On the one hand, he’s nuts. On the other hand, using a tortured pop-culture metaphor for geopolitics suggests he’d make a fine blogger. Is “The Walking Dead” actually an elaborate metaphor for America’s looming fiscal collapse? Your answer to that question will tell you if you’re prepared for the logic bomb that’s about to be dropped on you. (Answer: Yes.)

He does seem to think that the remake of “Planet of the Apes” was terrible, which means he hasn’t lost touch with reality entirely:

We can cooperate, we can integrate. As much as we can. How can we do that? I think leaders in the world have a great responsibility in this. Human beings can live together.

I remember a movie. Which one? Planet of the Apes. The old version, not the new one. There is new one. Which is different. Not so good. It’s not expressing the reality as it was the first one. But at the end, I still remember, this is the conclusion: When the big monkey, he was head of the supreme court I think — in the movie! — and there was a big scientist working for him, cleaning things, has been chained there. And it was the planet of the apes after the destructive act of a big war, and atomic bombs and whatever in the movie. And the scientists was asking him to do something, this was 30 years ago: “Don’t forget you are a monkey.” He tells him, “don’t ask me about this dirty work,.” What did the big ape, the monkey say? He said, “you’re human, you did it [to] yourself. “That’s the conclusion. Can we do something better for ourselves?
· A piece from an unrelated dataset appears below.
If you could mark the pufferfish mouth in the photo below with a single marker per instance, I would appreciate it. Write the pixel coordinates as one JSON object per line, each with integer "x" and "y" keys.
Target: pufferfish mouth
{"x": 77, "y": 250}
I saw it 30 years ago. That is the role of the art. This is the very important role of art. Gone with the Wind has been treating social problems. Five in Hell. That was the Arabic title. Five Americans working behind German lines and they were using primitive military devices. I think it was Charles Bronson or something like that. My hard disk still carries a few things!

Wise words from an insane man. We’re in good hands here, I think. I wonder if Planet of the Apes’s lesson about not wrecking one’s civilization over political disputes came up when he was talking to Hamas or if that’s something he reserves for western magazine puff pieces about Egypt’s modern, Americanized Islamist leader. Looking forward to reading about his use of “Twilight” as a metaphor for Israeli/Palestinian relations in Newsweek.

Meanwhile, the power grab goes on:

A divisive panel boycotted by liberals and Christians was set to rush out a draft new Egyptian constitution as protests mounted over the political future nearly two years after Hosni Mubarak’s overthrow.

President Mohamed Morsi had just last week given the constituent assembly an additional two months until February to complete its work.

But as protests mounted over his decision to grant himself sweeping powers until the text is ratified in a referendum, the panel wrapped up its deliberations on Wednesday and readied for a vote on Thursday.

I assume Morsi was caught by surprise by the ferocity of the backlash to his “temporary” decree and now feels pressured to ram through the new Islamist constitution before the opposition gains more traction. Even if they pass it — and at the moment, it’s uncertain precisely what’s in it — it still has to be put to a popular referendum. But that’ll be messy too:

“Even if it’s approved tomorrow, there has to be a referendum on it. Victory is not guaranteed and a referendum will take at least a couple of weeks to organize. The supervisory commission to run it would be difficult to form, because it has to include senior judges who would likely boycott it, and judges are supposed to also be present at polling stations. All this points to a royal mess, a constitution that has no legitimacy among a big part of the public, and gives the opportunity to the Salafis — whose votes the Brothers now need to approve the latest draft — to introduce modifications to the text.”

So the final draft may be even more fundamentalist than it is now. That’s one mystery to watch; the other is how the Brotherhood will deal with the referendum. Will they cancel it outright on “security” grounds or let it happen and resort to old-fashioned Mubarak-era vote-rigging if the outcome isn’t what they’re hoping for? Remember the scene in Planet of the Apes where Charlton Heston seizes legislative power for himself and then commits electoral fraud to establish perpetual rule by fanatics?

I recommend following the link up top and reading all of the Time interview, if only for the flowery language he uses about democracy, justice, and freedom of expression. It makes a nifty companion piece to the news today that the filmmakers behind the Mohammed movie were sentenced to death in Egypt in absentia for blasphemy.